Par ailleurs,  Frantz m’évoque un autre film dans cette veine historique franco-allemande, dont je souhaite faire part. Il s’agit du film français « Séraphine » de Martin Provost. On y retrouve un « couple » franco-allemand et ce contexte de première guerre mondiale (mais aussi les prémices de la seconde). Il raconte l’histoire de cette femme, Séraphine de Senlis, domestique le jour et peintre la nuit. Son talent artistique et ses œuvres sont découvertes par le collectionneur allemand Wilhelm Uhde qui lui permettra de donner de la visibilité à son travail. C’est également une œuvre que je recommande vivement !

POUR ALLER PLUS LOIN

  • Le film est adapté de la pièce de Maurice Rostand « L’homme que j’ai tué » paru en 1930. Avant François Ozon, Ernst Lubitsch avait déjà porté cette pièce à l’écran avec son film « Broken Lullaby » sorti en 1932
  • Les deux acteurs, Paula Beer et Pierre Niney ont dû travailler dans une langue qu’ils ne maîtrisaient pas. Paula Beer explique d’ailleurs dans plusieurs interviews la difficulté de traduire des émotions dans une langue qui n’est pas la sienne. Ainsi que l’épuisement ressenti après une journée de tournage dans une langue étrangère
  • Normalement le prénom Frantz ne prend pas de « t ». Elle s’avère être une faute courante chez les français que le réalisateur a choisi de conserver
  • Le tournage a en partie eu lieu dans de petites villes de l’Allemagne de l’Est d’autrefois où l’architecture des l’époque n’a connu ni destruction ni reconstruction.

Werk ohne Autor

Titre français: L’Oeuvre sans auteur
Réalisateur: Florian Henckel von Donnersmarck
Année: 2019
Avec: Tom Schilling, Sebastian Koch, Paula Beer, Saskia Rosendahl, Lars Eidinger, Hanno Koffler

LE FILM

Kurt est peintre, il découvre sa vocation après la visite d’une exposition sur « l’art dégénéré » à Dresde en 1937 au côté de sa tante qui sera internée et assassinée par les nazis du fait de ses troubles psychiatriques. Plus tard, en RDA, il intègre les Beaux-arts où il doit, non sans peine, s’adapter aux exigences du « réalisme socialiste ». Puis, il passe en RFA, aux côtés d’Ellie une étudiante en mode dont il tombe amoureux. Là-bas, il peut enfin pleinement exercer son art. Toutefois, une ombre vient noircir le tableau. Bien que Kurt l’ignore, le père d’Ellie, médecin reconnu, est étroitement lié au passé terrible de sa famille.
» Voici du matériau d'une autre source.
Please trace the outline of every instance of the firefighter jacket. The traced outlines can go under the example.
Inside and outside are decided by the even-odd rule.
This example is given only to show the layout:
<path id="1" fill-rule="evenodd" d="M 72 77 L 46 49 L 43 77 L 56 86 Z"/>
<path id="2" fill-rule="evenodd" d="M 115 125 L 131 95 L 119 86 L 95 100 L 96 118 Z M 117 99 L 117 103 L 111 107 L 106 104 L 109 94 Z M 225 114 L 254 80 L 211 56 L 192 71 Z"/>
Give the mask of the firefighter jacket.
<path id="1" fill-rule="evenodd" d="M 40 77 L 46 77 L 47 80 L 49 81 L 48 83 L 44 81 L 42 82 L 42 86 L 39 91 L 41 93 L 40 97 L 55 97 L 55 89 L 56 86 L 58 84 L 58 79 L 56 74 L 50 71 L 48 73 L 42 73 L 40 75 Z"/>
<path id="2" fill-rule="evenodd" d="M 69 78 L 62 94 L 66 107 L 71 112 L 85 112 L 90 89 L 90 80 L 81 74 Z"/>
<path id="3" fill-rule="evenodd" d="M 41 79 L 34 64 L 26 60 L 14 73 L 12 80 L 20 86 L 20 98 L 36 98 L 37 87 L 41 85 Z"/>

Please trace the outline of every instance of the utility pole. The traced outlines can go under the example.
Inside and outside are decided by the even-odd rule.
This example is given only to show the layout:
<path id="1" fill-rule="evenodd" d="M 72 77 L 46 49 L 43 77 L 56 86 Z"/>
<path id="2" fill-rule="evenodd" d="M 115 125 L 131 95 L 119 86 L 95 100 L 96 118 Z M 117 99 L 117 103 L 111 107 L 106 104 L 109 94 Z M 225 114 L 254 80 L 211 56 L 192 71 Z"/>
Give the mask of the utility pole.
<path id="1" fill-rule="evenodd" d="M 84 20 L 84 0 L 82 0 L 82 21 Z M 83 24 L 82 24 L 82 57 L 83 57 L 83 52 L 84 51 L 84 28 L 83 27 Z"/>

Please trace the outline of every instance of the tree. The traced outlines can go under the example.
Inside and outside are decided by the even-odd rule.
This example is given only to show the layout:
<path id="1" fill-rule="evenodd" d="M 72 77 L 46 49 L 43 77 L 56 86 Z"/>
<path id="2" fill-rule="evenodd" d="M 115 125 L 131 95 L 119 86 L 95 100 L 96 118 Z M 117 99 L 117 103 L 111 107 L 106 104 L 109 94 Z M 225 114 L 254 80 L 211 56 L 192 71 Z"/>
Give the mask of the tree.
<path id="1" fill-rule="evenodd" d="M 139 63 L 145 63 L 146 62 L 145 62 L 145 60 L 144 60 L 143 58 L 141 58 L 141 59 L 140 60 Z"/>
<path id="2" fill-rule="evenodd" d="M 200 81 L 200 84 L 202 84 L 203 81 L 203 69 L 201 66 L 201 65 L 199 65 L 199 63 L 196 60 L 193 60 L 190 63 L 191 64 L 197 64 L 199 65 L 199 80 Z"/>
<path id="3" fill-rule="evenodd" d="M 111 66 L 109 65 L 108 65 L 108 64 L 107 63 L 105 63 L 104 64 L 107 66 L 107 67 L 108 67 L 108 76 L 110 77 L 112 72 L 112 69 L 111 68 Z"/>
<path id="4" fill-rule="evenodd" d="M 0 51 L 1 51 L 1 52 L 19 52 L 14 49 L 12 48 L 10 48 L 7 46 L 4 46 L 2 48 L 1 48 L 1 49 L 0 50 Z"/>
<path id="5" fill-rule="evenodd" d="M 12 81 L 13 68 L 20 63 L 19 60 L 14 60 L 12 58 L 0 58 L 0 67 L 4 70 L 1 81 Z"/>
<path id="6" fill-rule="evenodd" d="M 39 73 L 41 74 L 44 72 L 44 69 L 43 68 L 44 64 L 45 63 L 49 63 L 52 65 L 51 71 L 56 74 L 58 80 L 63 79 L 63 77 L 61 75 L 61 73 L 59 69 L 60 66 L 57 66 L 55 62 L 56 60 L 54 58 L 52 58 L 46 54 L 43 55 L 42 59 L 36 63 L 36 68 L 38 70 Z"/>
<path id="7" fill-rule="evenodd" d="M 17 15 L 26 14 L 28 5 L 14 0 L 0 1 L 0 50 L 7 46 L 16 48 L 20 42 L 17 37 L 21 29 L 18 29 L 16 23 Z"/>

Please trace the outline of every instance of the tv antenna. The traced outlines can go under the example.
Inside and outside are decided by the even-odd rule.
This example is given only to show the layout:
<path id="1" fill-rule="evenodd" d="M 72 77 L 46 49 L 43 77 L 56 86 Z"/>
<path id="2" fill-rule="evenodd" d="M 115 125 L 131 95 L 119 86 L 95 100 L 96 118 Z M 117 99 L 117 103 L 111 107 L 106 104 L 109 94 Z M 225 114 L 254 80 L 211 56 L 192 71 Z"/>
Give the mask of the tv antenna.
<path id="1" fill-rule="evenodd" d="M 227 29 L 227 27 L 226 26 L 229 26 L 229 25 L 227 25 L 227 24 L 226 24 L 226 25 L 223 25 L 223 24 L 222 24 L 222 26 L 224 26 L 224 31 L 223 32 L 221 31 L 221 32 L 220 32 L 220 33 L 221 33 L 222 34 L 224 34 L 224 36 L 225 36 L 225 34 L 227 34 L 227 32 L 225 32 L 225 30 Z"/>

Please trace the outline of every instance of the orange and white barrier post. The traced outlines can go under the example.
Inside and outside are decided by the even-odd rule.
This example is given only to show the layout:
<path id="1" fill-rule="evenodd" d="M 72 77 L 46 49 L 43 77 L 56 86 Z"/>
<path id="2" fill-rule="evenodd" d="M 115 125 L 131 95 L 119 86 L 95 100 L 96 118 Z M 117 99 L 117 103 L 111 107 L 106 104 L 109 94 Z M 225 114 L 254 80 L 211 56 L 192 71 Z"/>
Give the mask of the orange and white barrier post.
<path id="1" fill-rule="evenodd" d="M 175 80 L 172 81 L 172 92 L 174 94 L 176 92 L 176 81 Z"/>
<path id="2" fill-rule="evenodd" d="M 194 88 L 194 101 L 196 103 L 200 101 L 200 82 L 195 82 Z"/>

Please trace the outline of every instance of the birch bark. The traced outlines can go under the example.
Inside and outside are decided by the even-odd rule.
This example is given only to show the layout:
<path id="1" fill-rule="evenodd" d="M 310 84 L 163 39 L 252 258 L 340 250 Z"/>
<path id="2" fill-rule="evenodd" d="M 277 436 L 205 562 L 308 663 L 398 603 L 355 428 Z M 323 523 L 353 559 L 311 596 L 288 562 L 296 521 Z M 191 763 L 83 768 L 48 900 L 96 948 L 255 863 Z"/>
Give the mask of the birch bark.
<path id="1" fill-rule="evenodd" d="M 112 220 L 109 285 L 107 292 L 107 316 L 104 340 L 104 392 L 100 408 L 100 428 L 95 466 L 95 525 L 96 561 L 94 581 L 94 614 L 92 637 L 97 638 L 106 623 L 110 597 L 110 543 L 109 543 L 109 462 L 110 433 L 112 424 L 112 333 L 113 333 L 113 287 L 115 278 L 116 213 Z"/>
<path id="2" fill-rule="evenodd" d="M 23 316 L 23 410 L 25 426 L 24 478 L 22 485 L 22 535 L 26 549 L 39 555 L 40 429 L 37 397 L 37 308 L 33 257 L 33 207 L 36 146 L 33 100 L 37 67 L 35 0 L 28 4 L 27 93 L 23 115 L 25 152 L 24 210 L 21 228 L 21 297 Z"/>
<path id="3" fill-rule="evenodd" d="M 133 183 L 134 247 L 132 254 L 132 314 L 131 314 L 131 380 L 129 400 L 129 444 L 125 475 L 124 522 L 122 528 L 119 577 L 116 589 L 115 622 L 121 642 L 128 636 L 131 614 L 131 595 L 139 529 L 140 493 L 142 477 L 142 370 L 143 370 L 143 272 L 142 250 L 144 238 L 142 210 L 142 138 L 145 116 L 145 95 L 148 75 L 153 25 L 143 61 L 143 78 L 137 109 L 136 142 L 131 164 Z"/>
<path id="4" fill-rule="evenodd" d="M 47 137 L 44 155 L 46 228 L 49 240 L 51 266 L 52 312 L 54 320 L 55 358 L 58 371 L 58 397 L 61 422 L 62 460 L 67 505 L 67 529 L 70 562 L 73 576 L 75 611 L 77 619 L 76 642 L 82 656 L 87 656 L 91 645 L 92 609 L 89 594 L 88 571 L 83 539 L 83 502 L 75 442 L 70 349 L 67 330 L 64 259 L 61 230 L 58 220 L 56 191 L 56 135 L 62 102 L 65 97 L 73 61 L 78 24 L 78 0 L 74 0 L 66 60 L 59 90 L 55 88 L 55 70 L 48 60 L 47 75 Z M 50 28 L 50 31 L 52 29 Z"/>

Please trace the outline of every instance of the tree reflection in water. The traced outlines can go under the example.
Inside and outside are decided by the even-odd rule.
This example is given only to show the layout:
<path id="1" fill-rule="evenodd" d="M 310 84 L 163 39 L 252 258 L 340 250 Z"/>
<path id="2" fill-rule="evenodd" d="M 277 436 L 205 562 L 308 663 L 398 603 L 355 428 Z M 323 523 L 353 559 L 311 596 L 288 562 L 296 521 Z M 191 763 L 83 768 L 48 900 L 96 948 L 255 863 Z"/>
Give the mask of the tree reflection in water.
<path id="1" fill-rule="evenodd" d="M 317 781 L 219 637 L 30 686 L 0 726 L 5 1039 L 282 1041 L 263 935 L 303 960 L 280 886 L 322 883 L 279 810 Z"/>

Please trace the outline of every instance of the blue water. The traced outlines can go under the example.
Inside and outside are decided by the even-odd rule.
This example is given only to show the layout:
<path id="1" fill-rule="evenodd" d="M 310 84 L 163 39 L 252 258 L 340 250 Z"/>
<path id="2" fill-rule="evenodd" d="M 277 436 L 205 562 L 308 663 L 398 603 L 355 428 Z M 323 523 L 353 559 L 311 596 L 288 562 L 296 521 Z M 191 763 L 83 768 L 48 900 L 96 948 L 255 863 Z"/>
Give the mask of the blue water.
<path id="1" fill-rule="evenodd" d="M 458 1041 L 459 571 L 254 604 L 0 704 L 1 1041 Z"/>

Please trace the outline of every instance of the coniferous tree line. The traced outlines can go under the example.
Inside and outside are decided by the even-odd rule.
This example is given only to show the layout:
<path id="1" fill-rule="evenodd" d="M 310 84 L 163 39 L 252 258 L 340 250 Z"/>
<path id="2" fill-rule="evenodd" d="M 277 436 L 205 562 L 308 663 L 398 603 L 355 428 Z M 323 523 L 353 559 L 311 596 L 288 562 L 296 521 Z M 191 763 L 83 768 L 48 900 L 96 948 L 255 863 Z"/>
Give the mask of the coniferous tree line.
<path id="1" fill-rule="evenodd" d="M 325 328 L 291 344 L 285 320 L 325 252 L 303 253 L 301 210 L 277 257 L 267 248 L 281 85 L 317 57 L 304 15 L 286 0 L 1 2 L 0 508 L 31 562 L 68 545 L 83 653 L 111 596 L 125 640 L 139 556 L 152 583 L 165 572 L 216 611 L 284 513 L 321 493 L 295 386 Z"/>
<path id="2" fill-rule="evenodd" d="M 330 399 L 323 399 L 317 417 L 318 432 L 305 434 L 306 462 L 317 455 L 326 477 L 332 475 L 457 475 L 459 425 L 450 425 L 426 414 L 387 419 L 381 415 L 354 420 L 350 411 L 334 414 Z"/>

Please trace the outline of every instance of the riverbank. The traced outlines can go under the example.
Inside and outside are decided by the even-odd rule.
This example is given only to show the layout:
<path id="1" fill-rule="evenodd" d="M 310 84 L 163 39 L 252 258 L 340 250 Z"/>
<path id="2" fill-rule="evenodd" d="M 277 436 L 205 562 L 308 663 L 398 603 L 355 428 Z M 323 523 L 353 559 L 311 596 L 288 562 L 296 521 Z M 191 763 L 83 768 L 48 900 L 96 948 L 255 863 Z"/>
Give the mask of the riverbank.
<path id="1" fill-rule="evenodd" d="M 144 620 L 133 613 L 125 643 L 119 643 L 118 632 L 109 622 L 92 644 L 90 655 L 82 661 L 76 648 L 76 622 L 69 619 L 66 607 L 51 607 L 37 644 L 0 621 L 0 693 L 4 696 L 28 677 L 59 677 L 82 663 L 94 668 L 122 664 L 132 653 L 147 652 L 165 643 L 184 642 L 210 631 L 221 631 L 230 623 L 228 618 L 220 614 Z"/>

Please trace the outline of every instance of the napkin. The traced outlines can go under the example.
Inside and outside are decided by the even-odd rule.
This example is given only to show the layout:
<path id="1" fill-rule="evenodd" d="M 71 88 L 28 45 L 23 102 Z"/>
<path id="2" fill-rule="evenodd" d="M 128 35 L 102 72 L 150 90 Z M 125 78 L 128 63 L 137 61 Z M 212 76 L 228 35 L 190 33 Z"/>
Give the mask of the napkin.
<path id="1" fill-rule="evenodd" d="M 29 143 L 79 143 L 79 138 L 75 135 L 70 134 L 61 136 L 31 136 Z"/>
Je suis tombée par hasard sur ce film. Attirée par la thématique artistique, je comprends vite qu’il ne s’agit pas là de l’unique sujet puisqu’il nous plonge dans l’horreur du nazisme puis la rigidité de la RDA. Toutefois, le conflit mondial, qui n’en est pas moins intense et poignant, est très vite évacué pour laisser place à l’après-guerre et comment le passé vient travailler la matière artistique. Dès les premières minutes, ont nous rappelle la vision du régime nazi sur quelques artistes comme Picasso ou Chagall, puis le ton s’adoucie. On passe de tableaux peint avec une grande attention à des œuvres cocasses, maltraitées ou grasses… J’ai beaucoup apprécié le traitement réservé à l’art contemporain, tirant parfois vers la dérision, comme dans la scène de la visite de l’exposition de Düsseldorf. Il nous rappelle qu’il est important de garder un œil critique et détaché.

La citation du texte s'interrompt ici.